On the Sensitivity of R&D to Delicate Tax Changes: The Behavior of U.S. Multinationals in the 1980s

James R. Hines Jr., University of Michigan Law School

Abstract

The U.S. government has a long-standing interest in encouraging research and development (R&D) by American companies. Congress feels that the common-property nature of the know-how produced by R&D, and the competitive advantage that greater R&D affords U.S. firms in global markets, means that too little R&D is likely to be undertaken by private firms in the absence of strong government support. Concern over the sluggish rate of U.S. productivity growth in the 1970s, combined with alarm over rising foreign competition, led Congress to enact two tax changes in 1981 designed to stimulate R&D. The first, the research and experimentation tax credit, established a 25 percent credit for new research expenditures by U.S. firms. The second change, a suspension of Treasury regulation §1.861-8, offered very generous tax treatment of R&D performed in the United States by certain multinational corporations.

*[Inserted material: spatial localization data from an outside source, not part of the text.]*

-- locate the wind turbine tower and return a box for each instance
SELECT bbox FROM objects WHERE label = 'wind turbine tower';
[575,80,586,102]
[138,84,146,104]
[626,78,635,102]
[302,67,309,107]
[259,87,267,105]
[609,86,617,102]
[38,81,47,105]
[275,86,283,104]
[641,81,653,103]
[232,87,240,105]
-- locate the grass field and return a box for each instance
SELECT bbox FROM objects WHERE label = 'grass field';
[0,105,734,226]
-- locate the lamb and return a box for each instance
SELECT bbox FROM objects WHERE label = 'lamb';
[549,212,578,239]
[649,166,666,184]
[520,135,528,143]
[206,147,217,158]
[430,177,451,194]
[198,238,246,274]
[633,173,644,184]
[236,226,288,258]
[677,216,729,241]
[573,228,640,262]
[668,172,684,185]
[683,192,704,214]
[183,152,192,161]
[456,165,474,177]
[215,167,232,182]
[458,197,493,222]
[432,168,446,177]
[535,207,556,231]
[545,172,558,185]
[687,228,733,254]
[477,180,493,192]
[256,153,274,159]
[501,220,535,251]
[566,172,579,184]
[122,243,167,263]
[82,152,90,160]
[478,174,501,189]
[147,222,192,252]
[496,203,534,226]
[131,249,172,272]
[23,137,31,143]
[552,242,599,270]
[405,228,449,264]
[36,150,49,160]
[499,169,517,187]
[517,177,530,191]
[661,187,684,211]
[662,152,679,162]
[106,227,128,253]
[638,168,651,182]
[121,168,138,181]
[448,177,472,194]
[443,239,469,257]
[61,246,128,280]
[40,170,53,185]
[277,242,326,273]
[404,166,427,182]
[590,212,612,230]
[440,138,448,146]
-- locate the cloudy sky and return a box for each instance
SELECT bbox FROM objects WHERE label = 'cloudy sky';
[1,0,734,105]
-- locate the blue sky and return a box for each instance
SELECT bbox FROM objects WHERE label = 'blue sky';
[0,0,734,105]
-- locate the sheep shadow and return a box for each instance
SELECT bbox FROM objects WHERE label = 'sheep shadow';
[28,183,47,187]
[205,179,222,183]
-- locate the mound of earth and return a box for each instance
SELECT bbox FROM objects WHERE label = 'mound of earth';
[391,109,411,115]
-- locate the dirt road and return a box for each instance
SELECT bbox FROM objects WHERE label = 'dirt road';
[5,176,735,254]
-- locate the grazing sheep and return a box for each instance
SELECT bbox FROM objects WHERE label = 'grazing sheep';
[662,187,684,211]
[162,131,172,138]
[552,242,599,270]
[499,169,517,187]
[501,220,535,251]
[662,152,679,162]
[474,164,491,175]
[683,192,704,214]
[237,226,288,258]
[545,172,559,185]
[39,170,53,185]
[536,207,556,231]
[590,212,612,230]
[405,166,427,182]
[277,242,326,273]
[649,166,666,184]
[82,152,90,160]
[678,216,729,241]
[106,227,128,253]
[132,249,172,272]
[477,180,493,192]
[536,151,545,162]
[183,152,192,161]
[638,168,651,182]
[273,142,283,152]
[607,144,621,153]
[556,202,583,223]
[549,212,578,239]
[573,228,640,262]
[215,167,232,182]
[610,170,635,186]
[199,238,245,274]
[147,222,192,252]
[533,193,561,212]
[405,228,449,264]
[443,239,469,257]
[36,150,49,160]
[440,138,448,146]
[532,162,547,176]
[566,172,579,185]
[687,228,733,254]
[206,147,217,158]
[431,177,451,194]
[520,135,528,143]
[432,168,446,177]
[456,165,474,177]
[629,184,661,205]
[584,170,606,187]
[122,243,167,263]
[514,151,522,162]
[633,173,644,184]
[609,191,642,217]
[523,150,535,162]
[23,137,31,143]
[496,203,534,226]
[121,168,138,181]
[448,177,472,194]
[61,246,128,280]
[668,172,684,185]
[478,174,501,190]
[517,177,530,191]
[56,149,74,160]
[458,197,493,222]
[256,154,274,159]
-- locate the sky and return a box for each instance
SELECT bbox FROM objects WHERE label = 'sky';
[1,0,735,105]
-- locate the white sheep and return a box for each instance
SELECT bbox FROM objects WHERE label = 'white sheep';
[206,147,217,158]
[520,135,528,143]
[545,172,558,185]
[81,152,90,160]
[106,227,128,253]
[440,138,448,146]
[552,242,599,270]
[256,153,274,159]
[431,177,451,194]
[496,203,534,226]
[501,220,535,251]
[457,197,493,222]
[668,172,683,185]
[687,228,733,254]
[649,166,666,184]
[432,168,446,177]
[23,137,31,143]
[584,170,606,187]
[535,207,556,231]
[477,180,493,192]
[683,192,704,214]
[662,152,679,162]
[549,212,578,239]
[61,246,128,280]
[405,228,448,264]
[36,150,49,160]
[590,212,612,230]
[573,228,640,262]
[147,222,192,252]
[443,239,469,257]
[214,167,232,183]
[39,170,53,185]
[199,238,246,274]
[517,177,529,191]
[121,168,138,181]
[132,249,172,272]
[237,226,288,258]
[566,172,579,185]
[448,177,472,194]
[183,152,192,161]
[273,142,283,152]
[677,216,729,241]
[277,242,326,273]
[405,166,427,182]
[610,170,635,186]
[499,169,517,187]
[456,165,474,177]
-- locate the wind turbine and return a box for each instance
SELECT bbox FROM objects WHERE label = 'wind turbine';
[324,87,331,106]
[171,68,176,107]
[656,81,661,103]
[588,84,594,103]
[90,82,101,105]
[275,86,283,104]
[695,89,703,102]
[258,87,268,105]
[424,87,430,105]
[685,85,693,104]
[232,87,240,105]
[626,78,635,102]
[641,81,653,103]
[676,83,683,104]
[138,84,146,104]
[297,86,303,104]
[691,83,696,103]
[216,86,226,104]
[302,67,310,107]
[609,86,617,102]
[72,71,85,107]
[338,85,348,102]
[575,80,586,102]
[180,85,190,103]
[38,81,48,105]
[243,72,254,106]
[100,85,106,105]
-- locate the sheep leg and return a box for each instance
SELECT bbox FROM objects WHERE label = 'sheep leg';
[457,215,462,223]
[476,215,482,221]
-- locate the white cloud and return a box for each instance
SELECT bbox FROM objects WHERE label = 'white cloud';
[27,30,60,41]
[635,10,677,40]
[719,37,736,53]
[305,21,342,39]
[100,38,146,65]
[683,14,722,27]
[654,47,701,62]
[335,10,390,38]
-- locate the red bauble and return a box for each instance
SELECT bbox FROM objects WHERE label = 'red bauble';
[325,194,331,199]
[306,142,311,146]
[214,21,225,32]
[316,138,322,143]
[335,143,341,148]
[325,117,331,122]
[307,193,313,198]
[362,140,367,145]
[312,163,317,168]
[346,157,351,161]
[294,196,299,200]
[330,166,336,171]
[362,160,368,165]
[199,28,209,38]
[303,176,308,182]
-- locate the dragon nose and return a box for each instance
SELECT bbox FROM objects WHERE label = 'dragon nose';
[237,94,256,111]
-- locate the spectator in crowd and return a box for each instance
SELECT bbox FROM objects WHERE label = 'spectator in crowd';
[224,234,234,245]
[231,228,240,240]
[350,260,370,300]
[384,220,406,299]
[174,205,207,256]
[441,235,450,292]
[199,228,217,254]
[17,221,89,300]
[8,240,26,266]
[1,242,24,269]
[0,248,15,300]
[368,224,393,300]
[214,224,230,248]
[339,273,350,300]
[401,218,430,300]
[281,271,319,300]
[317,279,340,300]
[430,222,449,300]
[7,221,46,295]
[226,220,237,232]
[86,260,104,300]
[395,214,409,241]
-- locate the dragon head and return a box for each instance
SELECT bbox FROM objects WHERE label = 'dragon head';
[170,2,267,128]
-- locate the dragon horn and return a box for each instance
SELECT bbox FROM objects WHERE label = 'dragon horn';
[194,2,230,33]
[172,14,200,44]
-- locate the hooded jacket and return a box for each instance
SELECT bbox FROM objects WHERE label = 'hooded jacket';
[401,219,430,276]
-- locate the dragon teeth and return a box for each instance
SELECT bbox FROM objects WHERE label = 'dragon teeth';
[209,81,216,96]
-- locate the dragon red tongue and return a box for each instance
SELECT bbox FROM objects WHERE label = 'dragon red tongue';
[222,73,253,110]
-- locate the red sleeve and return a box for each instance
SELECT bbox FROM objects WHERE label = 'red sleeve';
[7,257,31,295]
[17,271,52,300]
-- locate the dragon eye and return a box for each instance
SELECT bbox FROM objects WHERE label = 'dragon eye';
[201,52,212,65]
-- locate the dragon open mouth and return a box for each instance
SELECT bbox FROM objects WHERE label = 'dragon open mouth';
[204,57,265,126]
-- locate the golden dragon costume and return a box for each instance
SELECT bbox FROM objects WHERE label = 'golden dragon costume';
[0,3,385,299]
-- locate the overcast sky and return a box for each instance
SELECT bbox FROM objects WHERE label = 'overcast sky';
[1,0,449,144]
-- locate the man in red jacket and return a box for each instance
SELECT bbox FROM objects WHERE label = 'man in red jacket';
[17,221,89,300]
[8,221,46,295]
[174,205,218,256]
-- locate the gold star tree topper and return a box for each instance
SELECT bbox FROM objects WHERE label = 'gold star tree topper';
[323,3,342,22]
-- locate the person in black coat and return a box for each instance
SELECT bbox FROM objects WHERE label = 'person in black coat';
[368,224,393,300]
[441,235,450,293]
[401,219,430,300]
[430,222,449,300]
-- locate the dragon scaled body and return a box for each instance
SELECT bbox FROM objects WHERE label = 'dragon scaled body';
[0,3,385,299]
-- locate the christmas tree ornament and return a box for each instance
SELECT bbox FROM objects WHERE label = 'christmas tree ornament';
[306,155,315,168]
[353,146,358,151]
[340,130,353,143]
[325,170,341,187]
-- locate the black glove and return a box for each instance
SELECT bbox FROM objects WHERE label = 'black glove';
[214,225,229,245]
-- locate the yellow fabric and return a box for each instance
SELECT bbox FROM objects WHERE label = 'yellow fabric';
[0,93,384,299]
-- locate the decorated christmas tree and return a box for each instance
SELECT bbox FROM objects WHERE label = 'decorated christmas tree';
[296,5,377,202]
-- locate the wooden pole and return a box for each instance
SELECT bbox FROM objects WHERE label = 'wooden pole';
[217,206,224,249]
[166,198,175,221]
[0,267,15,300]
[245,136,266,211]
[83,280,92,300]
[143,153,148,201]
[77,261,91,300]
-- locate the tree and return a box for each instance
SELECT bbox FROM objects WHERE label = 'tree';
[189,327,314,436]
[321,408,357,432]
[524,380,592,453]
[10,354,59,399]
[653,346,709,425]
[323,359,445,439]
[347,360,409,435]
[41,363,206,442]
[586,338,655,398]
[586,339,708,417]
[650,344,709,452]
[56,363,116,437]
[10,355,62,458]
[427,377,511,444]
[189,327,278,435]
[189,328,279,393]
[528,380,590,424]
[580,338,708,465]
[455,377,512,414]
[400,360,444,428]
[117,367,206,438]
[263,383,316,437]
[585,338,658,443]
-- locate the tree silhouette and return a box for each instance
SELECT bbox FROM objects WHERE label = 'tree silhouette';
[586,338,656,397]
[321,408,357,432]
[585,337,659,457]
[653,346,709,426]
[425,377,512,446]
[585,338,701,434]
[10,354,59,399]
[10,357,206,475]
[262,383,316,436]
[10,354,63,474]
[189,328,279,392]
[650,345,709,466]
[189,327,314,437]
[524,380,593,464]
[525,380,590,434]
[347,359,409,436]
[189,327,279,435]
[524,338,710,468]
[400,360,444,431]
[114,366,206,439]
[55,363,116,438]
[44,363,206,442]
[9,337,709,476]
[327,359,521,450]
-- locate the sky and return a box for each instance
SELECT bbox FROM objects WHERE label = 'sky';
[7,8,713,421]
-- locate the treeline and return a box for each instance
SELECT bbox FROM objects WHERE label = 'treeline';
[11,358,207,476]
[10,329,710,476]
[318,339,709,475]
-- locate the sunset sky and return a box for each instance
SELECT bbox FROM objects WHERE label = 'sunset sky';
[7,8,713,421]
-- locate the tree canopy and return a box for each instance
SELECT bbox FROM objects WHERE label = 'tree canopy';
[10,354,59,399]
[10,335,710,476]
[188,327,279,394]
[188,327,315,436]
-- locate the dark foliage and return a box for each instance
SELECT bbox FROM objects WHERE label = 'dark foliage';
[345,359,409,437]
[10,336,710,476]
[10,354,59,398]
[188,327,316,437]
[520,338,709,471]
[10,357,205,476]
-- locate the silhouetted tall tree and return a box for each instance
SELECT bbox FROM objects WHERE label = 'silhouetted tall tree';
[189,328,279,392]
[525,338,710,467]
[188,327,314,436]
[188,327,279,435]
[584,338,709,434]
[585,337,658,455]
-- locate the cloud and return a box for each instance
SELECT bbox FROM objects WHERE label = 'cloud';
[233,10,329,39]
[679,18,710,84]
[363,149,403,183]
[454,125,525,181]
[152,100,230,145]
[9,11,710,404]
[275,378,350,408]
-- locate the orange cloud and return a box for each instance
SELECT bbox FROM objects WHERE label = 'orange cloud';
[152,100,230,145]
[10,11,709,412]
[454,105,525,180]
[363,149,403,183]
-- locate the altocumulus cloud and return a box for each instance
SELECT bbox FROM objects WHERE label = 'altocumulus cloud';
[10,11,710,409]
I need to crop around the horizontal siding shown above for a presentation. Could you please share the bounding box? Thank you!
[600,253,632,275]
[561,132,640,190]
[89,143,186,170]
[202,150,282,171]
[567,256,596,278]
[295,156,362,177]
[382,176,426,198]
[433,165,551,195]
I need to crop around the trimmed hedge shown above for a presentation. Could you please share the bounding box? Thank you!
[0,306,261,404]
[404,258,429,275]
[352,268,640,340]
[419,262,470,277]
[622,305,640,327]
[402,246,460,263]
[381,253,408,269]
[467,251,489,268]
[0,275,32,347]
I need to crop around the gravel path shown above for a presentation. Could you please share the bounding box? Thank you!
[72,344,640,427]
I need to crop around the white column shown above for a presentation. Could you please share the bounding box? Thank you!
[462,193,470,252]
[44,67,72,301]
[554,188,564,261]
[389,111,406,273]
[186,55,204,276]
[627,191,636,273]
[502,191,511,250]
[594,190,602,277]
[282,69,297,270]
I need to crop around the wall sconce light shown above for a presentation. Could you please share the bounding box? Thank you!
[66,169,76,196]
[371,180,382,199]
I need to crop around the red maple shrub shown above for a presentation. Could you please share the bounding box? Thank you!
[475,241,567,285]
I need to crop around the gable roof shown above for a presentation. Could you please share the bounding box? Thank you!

In this paper, I examine the incentives introduced by this second change the suspension of §1.861-8—and the way that American multinationals responded to those incentives. The §1.861-8 rules were modified several times between 1986 and 1990 in a manner that affected only certain firms, so it is possible to infer the effect of the law by observing the responses of different companies to the changes. Based on these results, it appears that American multinationals significantly changed their R&D expenditures in response to tax policy in the 1980s. Nevertheless, the 1981 change may not have had the intended effect of greatly increasing R&D activity in the United States. In part, this may be due to some misunderstandings about the incentives that were embodied in the law prior to 1981 (and in its modifications after 1986).